Frequently Asked Questions
Do the letters cover the West Side Story collaboration with Robbins and Sondheim in any detail?
Yes. Correspondence with both Stephen Sondheim and Jerome Robbins appears in the collection, and these letters illuminate the West Side Story collaboration from multiple angles including creative disputes and the personal dynamics between the key collaborators. These sections are among the most anticipated for listeners interested in musical theater history.
Is this audiobook suitable for listeners who are primarily classical music fans rather than Broadway enthusiasts?
Absolutely. The collection covers Bernstein’s full range: his symphonies, his conducting career, his relationship with Aaron Copland and the classical establishment, and his political activities. The Broadway material is present but not dominant. Bernstein’s letters about Mahler, about Beethoven, and about the conducting repertoire are as substantive as anything about West Side Story.

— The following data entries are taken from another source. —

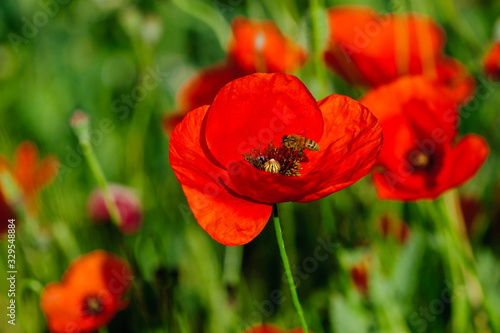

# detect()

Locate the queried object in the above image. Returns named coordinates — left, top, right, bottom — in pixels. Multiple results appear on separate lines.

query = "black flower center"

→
left=83, top=295, right=104, bottom=316
left=243, top=141, right=304, bottom=176
left=408, top=150, right=435, bottom=172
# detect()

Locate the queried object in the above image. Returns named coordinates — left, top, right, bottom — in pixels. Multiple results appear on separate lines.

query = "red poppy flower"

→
left=324, top=6, right=475, bottom=102
left=87, top=184, right=143, bottom=235
left=170, top=73, right=382, bottom=245
left=40, top=250, right=132, bottom=333
left=360, top=77, right=488, bottom=201
left=0, top=141, right=59, bottom=213
left=460, top=195, right=484, bottom=237
left=243, top=323, right=304, bottom=333
left=227, top=16, right=307, bottom=74
left=483, top=41, right=500, bottom=80
left=350, top=259, right=369, bottom=296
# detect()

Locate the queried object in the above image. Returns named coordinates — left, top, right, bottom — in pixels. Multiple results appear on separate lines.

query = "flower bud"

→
left=87, top=184, right=142, bottom=235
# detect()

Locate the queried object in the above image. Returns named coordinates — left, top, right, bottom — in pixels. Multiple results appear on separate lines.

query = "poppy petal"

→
left=202, top=73, right=323, bottom=168
left=229, top=161, right=324, bottom=203
left=294, top=95, right=382, bottom=202
left=324, top=6, right=445, bottom=86
left=372, top=134, right=489, bottom=201
left=13, top=141, right=38, bottom=194
left=169, top=106, right=272, bottom=245
left=438, top=134, right=489, bottom=187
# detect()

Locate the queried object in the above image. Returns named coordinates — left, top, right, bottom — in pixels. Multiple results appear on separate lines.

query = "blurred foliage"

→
left=0, top=0, right=500, bottom=333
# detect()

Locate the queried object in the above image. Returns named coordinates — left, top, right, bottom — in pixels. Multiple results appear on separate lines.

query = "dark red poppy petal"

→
left=438, top=134, right=489, bottom=187
left=161, top=112, right=186, bottom=137
left=205, top=73, right=323, bottom=167
left=436, top=57, right=476, bottom=105
left=300, top=95, right=382, bottom=202
left=170, top=106, right=272, bottom=245
left=372, top=134, right=489, bottom=201
left=324, top=6, right=445, bottom=86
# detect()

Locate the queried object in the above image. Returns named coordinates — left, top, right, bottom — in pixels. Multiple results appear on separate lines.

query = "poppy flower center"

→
left=243, top=135, right=319, bottom=176
left=408, top=150, right=434, bottom=171
left=82, top=295, right=104, bottom=316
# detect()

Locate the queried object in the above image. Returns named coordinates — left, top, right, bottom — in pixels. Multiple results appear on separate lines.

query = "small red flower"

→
left=350, top=259, right=370, bottom=296
left=243, top=323, right=304, bottom=333
left=360, top=76, right=489, bottom=201
left=87, top=184, right=143, bottom=235
left=40, top=250, right=132, bottom=333
left=227, top=16, right=307, bottom=74
left=170, top=73, right=382, bottom=245
left=324, top=6, right=475, bottom=103
left=483, top=41, right=500, bottom=80
left=0, top=141, right=59, bottom=213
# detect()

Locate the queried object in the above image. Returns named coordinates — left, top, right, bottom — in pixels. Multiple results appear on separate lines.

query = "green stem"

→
left=273, top=204, right=309, bottom=333
left=70, top=111, right=121, bottom=226
left=309, top=0, right=328, bottom=98
left=223, top=246, right=243, bottom=287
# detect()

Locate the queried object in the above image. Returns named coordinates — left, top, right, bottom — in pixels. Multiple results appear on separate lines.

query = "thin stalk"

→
left=70, top=111, right=121, bottom=226
left=273, top=204, right=309, bottom=333
left=309, top=0, right=328, bottom=98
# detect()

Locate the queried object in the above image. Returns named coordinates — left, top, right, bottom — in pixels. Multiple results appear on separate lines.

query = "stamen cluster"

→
left=243, top=141, right=303, bottom=176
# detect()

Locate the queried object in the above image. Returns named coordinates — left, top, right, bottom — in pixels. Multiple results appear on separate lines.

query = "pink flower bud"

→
left=87, top=184, right=142, bottom=235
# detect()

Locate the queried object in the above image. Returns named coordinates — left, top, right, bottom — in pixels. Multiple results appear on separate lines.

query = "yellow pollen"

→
left=264, top=158, right=281, bottom=173
left=411, top=152, right=429, bottom=168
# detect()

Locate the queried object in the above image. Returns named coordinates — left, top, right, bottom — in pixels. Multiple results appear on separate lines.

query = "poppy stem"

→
left=70, top=110, right=121, bottom=226
left=273, top=204, right=309, bottom=332
left=309, top=0, right=328, bottom=98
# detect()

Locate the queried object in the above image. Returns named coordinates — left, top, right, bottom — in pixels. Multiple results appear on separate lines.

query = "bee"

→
left=281, top=134, right=319, bottom=156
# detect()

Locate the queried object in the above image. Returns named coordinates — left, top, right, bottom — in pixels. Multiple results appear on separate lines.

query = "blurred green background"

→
left=0, top=0, right=500, bottom=333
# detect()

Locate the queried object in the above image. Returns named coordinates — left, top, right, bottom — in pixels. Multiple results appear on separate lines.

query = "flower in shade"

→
left=243, top=323, right=304, bottom=333
left=483, top=41, right=500, bottom=80
left=170, top=73, right=382, bottom=245
left=162, top=16, right=307, bottom=136
left=40, top=250, right=132, bottom=333
left=324, top=6, right=475, bottom=103
left=87, top=184, right=143, bottom=235
left=0, top=141, right=59, bottom=214
left=350, top=259, right=369, bottom=295
left=360, top=76, right=489, bottom=201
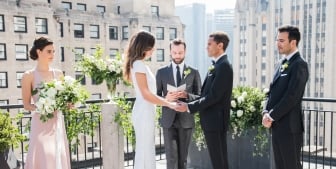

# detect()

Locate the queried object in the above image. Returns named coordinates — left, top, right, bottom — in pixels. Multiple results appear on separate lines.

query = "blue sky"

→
left=175, top=0, right=236, bottom=12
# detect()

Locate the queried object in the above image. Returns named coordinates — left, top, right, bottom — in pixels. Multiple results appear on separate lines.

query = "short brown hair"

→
left=209, top=31, right=230, bottom=51
left=169, top=38, right=187, bottom=49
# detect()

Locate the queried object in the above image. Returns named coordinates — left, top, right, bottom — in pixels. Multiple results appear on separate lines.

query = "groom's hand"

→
left=165, top=91, right=178, bottom=102
left=175, top=102, right=188, bottom=112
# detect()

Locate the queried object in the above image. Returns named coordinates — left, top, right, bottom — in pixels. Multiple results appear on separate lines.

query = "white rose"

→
left=237, top=96, right=244, bottom=104
left=250, top=106, right=256, bottom=112
left=46, top=88, right=57, bottom=98
left=242, top=92, right=247, bottom=98
left=55, top=80, right=65, bottom=91
left=231, top=100, right=237, bottom=108
left=237, top=110, right=244, bottom=117
left=263, top=88, right=269, bottom=93
left=64, top=76, right=76, bottom=85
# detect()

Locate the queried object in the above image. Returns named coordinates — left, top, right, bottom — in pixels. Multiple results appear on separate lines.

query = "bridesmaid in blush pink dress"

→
left=22, top=37, right=71, bottom=169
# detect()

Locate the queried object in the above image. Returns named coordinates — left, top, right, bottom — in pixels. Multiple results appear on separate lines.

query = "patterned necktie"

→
left=176, top=65, right=181, bottom=86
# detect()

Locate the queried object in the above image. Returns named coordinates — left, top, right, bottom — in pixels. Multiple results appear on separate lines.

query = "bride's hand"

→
left=167, top=102, right=177, bottom=109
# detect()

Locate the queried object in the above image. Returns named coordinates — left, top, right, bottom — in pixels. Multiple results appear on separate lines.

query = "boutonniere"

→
left=183, top=68, right=191, bottom=78
left=208, top=65, right=215, bottom=72
left=280, top=61, right=289, bottom=72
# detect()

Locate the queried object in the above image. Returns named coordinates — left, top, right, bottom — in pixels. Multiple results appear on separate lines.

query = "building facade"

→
left=0, top=0, right=183, bottom=104
left=233, top=0, right=336, bottom=152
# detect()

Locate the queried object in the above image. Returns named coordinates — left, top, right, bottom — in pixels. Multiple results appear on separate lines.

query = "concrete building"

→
left=0, top=0, right=183, bottom=104
left=211, top=9, right=235, bottom=63
left=176, top=3, right=211, bottom=80
left=233, top=0, right=336, bottom=152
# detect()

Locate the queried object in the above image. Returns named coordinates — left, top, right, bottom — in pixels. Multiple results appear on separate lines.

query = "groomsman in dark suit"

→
left=262, top=26, right=309, bottom=169
left=176, top=32, right=233, bottom=169
left=156, top=39, right=201, bottom=169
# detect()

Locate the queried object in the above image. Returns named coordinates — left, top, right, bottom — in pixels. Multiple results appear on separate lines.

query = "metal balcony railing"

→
left=0, top=98, right=336, bottom=169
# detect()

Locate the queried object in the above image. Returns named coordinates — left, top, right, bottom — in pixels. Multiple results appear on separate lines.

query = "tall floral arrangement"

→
left=75, top=45, right=122, bottom=95
left=0, top=110, right=25, bottom=153
left=229, top=86, right=268, bottom=155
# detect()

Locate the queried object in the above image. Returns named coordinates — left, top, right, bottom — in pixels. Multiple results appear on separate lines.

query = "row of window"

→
left=0, top=43, right=165, bottom=62
left=0, top=43, right=28, bottom=60
left=0, top=14, right=48, bottom=34
left=0, top=15, right=177, bottom=40
left=62, top=1, right=159, bottom=16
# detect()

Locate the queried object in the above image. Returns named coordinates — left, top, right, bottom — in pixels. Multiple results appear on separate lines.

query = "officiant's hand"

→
left=262, top=113, right=273, bottom=128
left=166, top=91, right=178, bottom=102
left=176, top=91, right=188, bottom=99
left=175, top=102, right=188, bottom=112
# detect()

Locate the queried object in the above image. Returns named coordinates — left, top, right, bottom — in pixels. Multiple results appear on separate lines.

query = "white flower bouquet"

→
left=33, top=76, right=89, bottom=122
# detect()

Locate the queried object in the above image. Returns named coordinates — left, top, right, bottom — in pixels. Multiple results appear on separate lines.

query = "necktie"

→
left=176, top=65, right=181, bottom=86
left=281, top=58, right=287, bottom=64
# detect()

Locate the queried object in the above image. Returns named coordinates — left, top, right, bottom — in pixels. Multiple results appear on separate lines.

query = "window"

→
left=97, top=5, right=106, bottom=13
left=0, top=15, right=5, bottom=32
left=151, top=6, right=159, bottom=16
left=90, top=25, right=99, bottom=39
left=75, top=48, right=85, bottom=62
left=60, top=46, right=64, bottom=62
left=59, top=22, right=64, bottom=37
left=109, top=26, right=118, bottom=40
left=77, top=3, right=86, bottom=11
left=35, top=18, right=48, bottom=34
left=16, top=72, right=23, bottom=88
left=15, top=44, right=28, bottom=60
left=156, top=49, right=164, bottom=62
left=0, top=100, right=9, bottom=105
left=14, top=16, right=27, bottom=32
left=156, top=27, right=164, bottom=40
left=110, top=48, right=118, bottom=59
left=62, top=2, right=72, bottom=10
left=0, top=43, right=7, bottom=60
left=75, top=72, right=86, bottom=85
left=122, top=26, right=128, bottom=40
left=90, top=93, right=101, bottom=100
left=169, top=28, right=177, bottom=40
left=142, top=26, right=151, bottom=32
left=74, top=23, right=84, bottom=38
left=0, top=72, right=8, bottom=88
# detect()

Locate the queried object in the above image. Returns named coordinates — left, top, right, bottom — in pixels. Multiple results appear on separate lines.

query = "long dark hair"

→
left=123, top=31, right=155, bottom=82
left=29, top=36, right=54, bottom=60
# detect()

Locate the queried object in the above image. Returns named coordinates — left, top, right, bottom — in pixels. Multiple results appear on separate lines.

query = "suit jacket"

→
left=266, top=52, right=309, bottom=133
left=156, top=64, right=201, bottom=128
left=188, top=55, right=233, bottom=131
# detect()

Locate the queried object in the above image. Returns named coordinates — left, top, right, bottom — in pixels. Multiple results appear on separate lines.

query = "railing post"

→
left=101, top=103, right=124, bottom=169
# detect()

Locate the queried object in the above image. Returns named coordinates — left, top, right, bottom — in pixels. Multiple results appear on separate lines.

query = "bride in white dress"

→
left=124, top=31, right=175, bottom=169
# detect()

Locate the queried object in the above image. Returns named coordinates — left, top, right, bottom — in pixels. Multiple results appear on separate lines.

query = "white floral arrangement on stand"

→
left=33, top=76, right=89, bottom=122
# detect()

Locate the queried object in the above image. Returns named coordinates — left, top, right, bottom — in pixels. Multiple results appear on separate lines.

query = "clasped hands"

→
left=166, top=91, right=188, bottom=112
left=262, top=113, right=273, bottom=128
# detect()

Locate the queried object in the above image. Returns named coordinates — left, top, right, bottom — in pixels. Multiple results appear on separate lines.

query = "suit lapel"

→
left=271, top=52, right=300, bottom=85
left=166, top=64, right=175, bottom=86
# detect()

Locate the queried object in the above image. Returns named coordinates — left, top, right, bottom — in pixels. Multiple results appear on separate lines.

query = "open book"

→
left=167, top=84, right=186, bottom=92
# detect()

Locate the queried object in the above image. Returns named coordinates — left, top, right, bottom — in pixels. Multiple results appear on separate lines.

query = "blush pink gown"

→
left=25, top=70, right=71, bottom=169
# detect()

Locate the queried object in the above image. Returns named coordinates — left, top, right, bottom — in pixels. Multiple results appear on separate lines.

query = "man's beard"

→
left=172, top=59, right=184, bottom=65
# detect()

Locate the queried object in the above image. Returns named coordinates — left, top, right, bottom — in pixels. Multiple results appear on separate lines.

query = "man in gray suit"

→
left=156, top=39, right=201, bottom=169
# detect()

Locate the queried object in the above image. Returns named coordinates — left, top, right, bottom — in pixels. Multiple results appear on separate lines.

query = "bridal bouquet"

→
left=33, top=76, right=89, bottom=122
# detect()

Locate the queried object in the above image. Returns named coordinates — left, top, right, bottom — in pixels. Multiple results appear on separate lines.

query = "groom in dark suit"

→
left=262, top=26, right=309, bottom=169
left=156, top=39, right=201, bottom=169
left=176, top=32, right=233, bottom=169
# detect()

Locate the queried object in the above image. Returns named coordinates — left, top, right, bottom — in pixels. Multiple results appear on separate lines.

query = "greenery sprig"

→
left=0, top=110, right=26, bottom=153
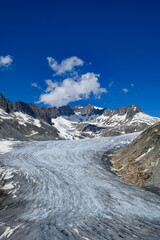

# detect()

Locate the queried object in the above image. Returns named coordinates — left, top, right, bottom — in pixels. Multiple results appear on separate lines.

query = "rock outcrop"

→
left=112, top=122, right=160, bottom=193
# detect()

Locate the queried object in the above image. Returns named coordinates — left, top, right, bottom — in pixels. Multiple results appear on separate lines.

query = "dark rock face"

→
left=112, top=122, right=160, bottom=193
left=72, top=104, right=104, bottom=116
left=82, top=124, right=104, bottom=133
left=58, top=106, right=74, bottom=116
left=0, top=94, right=74, bottom=124
left=103, top=108, right=112, bottom=117
left=0, top=94, right=158, bottom=140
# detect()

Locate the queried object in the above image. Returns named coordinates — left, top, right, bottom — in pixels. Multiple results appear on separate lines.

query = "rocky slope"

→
left=112, top=122, right=160, bottom=193
left=0, top=94, right=160, bottom=140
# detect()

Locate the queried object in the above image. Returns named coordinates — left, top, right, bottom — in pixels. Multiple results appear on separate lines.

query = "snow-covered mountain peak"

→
left=0, top=92, right=160, bottom=140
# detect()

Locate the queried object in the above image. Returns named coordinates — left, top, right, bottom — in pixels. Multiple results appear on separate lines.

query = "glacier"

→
left=0, top=133, right=160, bottom=240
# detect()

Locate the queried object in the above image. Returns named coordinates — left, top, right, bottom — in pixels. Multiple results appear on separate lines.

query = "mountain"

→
left=112, top=122, right=160, bottom=193
left=0, top=94, right=160, bottom=140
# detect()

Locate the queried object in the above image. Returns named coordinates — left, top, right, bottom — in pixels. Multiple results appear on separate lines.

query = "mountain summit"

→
left=0, top=94, right=160, bottom=140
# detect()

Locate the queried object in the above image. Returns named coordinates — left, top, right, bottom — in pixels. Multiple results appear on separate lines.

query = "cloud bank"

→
left=0, top=55, right=13, bottom=69
left=122, top=88, right=128, bottom=93
left=39, top=72, right=107, bottom=107
left=47, top=56, right=84, bottom=75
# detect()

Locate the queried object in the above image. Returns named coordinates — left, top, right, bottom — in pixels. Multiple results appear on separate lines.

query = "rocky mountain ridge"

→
left=0, top=94, right=160, bottom=140
left=112, top=122, right=160, bottom=193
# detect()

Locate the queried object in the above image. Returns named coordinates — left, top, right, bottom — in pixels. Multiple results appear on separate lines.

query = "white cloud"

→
left=39, top=72, right=107, bottom=107
left=47, top=56, right=84, bottom=75
left=109, top=81, right=114, bottom=87
left=122, top=88, right=128, bottom=93
left=31, top=83, right=42, bottom=90
left=0, top=55, right=13, bottom=69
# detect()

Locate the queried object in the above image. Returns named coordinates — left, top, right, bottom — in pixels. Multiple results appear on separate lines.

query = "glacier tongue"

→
left=0, top=133, right=160, bottom=240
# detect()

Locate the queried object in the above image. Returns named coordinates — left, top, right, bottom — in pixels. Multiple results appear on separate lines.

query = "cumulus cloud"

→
left=109, top=81, right=114, bottom=87
left=31, top=83, right=42, bottom=90
left=39, top=72, right=107, bottom=107
left=122, top=88, right=128, bottom=93
left=47, top=56, right=84, bottom=75
left=0, top=55, right=13, bottom=69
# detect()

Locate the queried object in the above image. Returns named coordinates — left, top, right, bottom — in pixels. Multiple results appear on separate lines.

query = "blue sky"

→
left=0, top=0, right=160, bottom=117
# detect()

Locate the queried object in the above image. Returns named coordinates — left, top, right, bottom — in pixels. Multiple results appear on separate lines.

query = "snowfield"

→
left=0, top=133, right=160, bottom=240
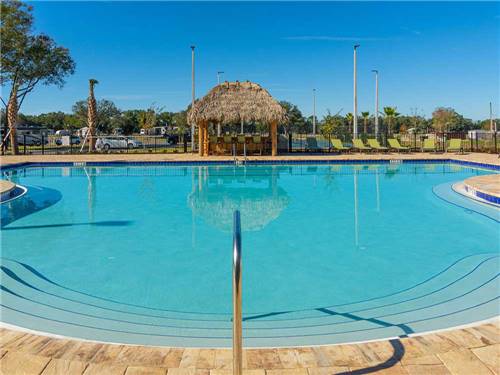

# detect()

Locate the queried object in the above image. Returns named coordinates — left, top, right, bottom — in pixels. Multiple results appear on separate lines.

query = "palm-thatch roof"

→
left=188, top=81, right=288, bottom=125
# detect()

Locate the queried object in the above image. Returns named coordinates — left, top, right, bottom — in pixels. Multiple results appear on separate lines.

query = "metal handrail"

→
left=233, top=210, right=243, bottom=375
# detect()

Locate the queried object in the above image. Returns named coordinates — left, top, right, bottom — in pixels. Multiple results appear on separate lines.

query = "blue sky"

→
left=15, top=2, right=500, bottom=119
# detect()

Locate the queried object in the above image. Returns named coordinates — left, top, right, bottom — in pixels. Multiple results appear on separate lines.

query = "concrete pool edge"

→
left=0, top=318, right=500, bottom=375
left=0, top=313, right=500, bottom=350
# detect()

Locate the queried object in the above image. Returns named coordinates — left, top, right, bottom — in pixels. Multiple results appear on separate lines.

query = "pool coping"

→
left=0, top=158, right=500, bottom=172
left=0, top=318, right=500, bottom=375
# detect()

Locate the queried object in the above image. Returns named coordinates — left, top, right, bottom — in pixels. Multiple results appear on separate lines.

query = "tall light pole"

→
left=217, top=72, right=224, bottom=85
left=313, top=89, right=316, bottom=134
left=352, top=44, right=359, bottom=138
left=191, top=46, right=195, bottom=152
left=372, top=69, right=378, bottom=138
left=490, top=102, right=496, bottom=132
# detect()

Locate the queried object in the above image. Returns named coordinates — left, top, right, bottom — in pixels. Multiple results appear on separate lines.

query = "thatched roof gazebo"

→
left=188, top=81, right=288, bottom=156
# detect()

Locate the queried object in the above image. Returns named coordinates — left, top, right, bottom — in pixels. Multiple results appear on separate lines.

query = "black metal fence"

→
left=284, top=132, right=500, bottom=153
left=2, top=132, right=500, bottom=155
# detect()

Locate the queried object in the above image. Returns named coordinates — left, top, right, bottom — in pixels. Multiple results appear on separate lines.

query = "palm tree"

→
left=6, top=84, right=19, bottom=155
left=87, top=78, right=99, bottom=152
left=345, top=112, right=354, bottom=133
left=384, top=107, right=399, bottom=134
left=361, top=111, right=370, bottom=134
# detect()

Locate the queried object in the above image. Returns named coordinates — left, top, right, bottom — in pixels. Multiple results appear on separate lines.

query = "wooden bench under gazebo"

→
left=188, top=81, right=288, bottom=156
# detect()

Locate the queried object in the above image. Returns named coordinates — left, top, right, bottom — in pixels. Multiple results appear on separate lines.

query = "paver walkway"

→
left=0, top=320, right=500, bottom=375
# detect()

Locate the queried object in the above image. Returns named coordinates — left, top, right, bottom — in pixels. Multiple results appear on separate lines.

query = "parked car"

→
left=95, top=136, right=142, bottom=151
left=17, top=134, right=49, bottom=146
left=164, top=134, right=179, bottom=145
left=55, top=135, right=80, bottom=146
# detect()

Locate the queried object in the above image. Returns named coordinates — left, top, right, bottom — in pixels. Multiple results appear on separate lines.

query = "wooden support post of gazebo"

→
left=188, top=81, right=288, bottom=156
left=270, top=121, right=278, bottom=156
left=198, top=122, right=204, bottom=156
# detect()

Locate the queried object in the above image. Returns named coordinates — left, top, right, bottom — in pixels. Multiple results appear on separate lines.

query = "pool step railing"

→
left=233, top=210, right=243, bottom=375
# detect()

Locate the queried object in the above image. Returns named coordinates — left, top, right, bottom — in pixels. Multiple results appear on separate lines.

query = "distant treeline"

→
left=1, top=99, right=496, bottom=136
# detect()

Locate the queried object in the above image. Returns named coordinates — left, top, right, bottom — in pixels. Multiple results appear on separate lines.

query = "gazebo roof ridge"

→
left=188, top=80, right=288, bottom=125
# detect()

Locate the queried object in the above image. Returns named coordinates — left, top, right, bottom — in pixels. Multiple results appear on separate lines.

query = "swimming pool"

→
left=0, top=162, right=500, bottom=347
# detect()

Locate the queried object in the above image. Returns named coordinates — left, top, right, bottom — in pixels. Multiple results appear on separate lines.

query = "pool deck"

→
left=0, top=152, right=500, bottom=165
left=0, top=319, right=500, bottom=375
left=464, top=174, right=500, bottom=197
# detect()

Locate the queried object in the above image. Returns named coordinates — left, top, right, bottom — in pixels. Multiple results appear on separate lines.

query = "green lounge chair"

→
left=387, top=138, right=410, bottom=152
left=352, top=139, right=371, bottom=152
left=422, top=139, right=436, bottom=152
left=306, top=137, right=320, bottom=151
left=446, top=138, right=463, bottom=152
left=330, top=139, right=351, bottom=151
left=367, top=138, right=389, bottom=152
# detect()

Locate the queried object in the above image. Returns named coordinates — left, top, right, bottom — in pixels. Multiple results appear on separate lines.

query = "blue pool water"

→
left=0, top=163, right=500, bottom=347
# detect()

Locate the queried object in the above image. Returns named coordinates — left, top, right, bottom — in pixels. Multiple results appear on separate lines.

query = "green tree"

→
left=73, top=99, right=121, bottom=133
left=0, top=0, right=75, bottom=154
left=280, top=101, right=307, bottom=134
left=384, top=107, right=400, bottom=134
left=320, top=111, right=349, bottom=139
left=172, top=111, right=189, bottom=134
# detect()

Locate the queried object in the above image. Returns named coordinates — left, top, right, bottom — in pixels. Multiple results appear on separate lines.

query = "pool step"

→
left=1, top=254, right=499, bottom=347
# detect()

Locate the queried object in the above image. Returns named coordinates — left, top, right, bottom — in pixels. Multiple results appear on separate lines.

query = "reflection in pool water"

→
left=0, top=163, right=499, bottom=347
left=188, top=167, right=290, bottom=231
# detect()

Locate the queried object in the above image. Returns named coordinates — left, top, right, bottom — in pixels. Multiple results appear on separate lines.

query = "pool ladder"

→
left=233, top=210, right=243, bottom=375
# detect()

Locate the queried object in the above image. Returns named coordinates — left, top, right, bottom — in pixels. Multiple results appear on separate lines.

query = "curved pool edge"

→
left=0, top=318, right=500, bottom=350
left=0, top=180, right=28, bottom=204
left=0, top=319, right=500, bottom=375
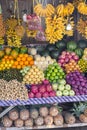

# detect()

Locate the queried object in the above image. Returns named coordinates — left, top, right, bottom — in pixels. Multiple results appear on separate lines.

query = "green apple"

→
left=58, top=79, right=66, bottom=85
left=58, top=84, right=65, bottom=91
left=56, top=91, right=62, bottom=96
left=65, top=84, right=71, bottom=90
left=63, top=90, right=69, bottom=96
left=69, top=90, right=75, bottom=96
left=52, top=83, right=58, bottom=91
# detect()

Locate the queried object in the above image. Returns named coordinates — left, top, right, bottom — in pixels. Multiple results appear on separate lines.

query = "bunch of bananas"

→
left=34, top=3, right=55, bottom=17
left=73, top=0, right=84, bottom=7
left=77, top=2, right=87, bottom=15
left=56, top=2, right=74, bottom=17
left=6, top=29, right=21, bottom=47
left=26, top=29, right=37, bottom=38
left=0, top=14, right=6, bottom=44
left=0, top=37, right=4, bottom=45
left=65, top=17, right=75, bottom=36
left=15, top=25, right=25, bottom=38
left=5, top=18, right=17, bottom=29
left=45, top=15, right=65, bottom=44
left=77, top=18, right=87, bottom=39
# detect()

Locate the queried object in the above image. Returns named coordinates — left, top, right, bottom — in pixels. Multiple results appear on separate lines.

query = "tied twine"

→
left=14, top=0, right=21, bottom=25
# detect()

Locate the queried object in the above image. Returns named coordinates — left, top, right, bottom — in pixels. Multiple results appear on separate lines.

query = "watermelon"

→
left=75, top=48, right=83, bottom=58
left=40, top=49, right=49, bottom=56
left=67, top=41, right=77, bottom=51
left=55, top=40, right=66, bottom=50
left=50, top=50, right=60, bottom=60
left=46, top=44, right=56, bottom=52
left=36, top=46, right=45, bottom=54
left=77, top=40, right=87, bottom=49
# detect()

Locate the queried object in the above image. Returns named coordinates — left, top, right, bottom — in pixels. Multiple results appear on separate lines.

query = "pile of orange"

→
left=12, top=54, right=34, bottom=69
left=0, top=55, right=14, bottom=71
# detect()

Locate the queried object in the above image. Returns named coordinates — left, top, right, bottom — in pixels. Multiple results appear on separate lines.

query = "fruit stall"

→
left=0, top=0, right=87, bottom=130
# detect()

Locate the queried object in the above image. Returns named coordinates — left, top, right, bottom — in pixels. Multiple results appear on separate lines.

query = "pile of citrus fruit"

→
left=12, top=54, right=34, bottom=69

Does the collection include letters from Bernstein’s correspondents, or only letters written by Bernstein?
The collection focuses on letters written by Bernstein. Contextual information about the correspondents and their replies is provided through editorial notes rather than through transcriptions of the full exchanges, which keeps the narrative centered on Bernstein’s own voice and perspective.
At nearly 24 hours, what is the best approach for listening to a collection of this length?
The editorial organization around themes rather than strict chronology means you can navigate by subject area more easily than a strictly biographical narrative would allow. Some listeners will prefer to work through it sequentially to build a cumulative picture; others may find it rewarding to focus on specific correspondents or periods. The Audible chapter structure would help with navigation.